Voici l'œuvre dans son intégralité en 1969
"Cette œuvre en céramique réalisée pour l'école Jules Ferry est au fond symbolisée par ce mouvement un peu joyeux des enfants. Le tout, dominé par ce poème d'Eluard qui s'appelait "Liberté", dont j'ai écrit quelques phrases en haut de la céramique. J'ai essayé de traduire une espèce de gaité, de joie de vivre. J'espère y être arrivé." (Jean Camberoque / 1969)
Piqué par ma curiosité coutumière, j'ai envoyé un ami prendre des photographies sur place. A dire vrai, j'étais loin de m'attendre à pareil vandalisme sur une œuvre d'art. Un peu comme si le Conservateur du Musée des Beaux-arts de Carcassonne avait cisaillé en deux un tableau de Gamelin pour faire de la place, la céramique subit un sort identique. Au fond, n'est-ce pas un musée à ciel ouvert avec une valeur pédagogique, puisque situé dans une enceinte scolaire ?

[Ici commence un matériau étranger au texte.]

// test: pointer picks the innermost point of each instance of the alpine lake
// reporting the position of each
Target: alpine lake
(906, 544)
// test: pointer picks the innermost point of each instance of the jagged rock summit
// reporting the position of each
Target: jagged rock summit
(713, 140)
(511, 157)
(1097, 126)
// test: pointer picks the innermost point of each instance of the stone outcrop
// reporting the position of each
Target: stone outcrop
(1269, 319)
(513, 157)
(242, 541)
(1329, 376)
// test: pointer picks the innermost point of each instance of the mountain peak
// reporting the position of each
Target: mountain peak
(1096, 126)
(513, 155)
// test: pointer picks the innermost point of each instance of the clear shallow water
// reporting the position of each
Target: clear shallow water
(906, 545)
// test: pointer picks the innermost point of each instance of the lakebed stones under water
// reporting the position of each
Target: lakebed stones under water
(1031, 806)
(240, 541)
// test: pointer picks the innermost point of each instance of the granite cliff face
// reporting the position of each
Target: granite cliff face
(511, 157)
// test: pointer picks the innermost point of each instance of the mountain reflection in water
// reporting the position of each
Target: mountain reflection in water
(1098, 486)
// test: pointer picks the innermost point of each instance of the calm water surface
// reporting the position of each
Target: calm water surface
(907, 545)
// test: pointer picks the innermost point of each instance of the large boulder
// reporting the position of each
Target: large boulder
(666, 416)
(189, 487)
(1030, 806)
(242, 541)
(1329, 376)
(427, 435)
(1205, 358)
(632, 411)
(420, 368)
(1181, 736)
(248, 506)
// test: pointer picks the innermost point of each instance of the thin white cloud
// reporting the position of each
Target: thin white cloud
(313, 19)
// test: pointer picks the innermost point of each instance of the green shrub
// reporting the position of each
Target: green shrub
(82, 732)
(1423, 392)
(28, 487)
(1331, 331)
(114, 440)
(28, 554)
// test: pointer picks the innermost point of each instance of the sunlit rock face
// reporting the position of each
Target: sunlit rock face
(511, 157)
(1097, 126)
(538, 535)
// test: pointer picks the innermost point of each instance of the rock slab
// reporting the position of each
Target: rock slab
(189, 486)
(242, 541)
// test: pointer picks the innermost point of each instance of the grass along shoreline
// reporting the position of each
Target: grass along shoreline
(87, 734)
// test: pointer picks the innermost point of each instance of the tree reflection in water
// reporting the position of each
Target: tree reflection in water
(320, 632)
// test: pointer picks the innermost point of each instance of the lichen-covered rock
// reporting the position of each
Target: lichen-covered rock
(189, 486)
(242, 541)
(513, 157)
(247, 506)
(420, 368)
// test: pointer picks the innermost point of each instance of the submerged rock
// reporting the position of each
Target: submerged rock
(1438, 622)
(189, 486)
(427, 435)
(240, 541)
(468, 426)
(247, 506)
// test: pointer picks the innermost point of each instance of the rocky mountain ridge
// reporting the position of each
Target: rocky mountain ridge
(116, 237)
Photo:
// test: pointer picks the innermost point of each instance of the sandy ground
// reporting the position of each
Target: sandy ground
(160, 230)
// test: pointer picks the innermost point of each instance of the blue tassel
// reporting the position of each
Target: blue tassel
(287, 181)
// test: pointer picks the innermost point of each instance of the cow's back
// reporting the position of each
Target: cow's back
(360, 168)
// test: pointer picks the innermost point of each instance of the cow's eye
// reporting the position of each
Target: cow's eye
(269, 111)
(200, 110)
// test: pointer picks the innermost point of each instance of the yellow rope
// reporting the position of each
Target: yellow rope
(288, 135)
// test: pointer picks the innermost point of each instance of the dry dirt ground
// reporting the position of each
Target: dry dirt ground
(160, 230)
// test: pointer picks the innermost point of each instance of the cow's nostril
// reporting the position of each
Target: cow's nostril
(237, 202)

A une date que nous ne saurions déterminer, une partie de la céramique a été supprimée afin de réaliser une porte d'accès. On peut estimer qu'un bon mètre et cinquante centimètres ont été détruits. Déjà, une grille en fer du plus bel effet est venu s'appuyer sur les carreaux avec une saignée dans le mur. Plus loin, la pose d'un interphone a supprimé une dizaine de carreaux. Si cette œuvre gênait les nouveaux aménagement indispensables à la vie quotidienne de l'école, on aurait pu chercher à avertir les héritiers du peintre. Tout simplement, rechercher une autre solution qu'une basse manoeuvre de maçonnerie exécutée avec l'assentiment de la mairie et de la direction de l'école.
Le poème de Paul Éluard sur la liberté, a été amputée de ses deux premiers vers. N'est-ce pas là, un beau symbole ? Les responsables ne pourront pas affirmer qu'ils ne connaissaient pas l'auteur de cette céramique. Elle est signée en bas et à droite... Hier, j'ai informé le cabinet du maire de Carcassonne. Au-delà de cas, cela pose la question de l'avenir des ouvres d'art sur l'espace public de notre ville. Depuis longtemps, je réclame la constitution d'une commission afin de les inventorier. Le désert n'est pas assez grand à Carcassonne pour ceux qui veulent y prêcher...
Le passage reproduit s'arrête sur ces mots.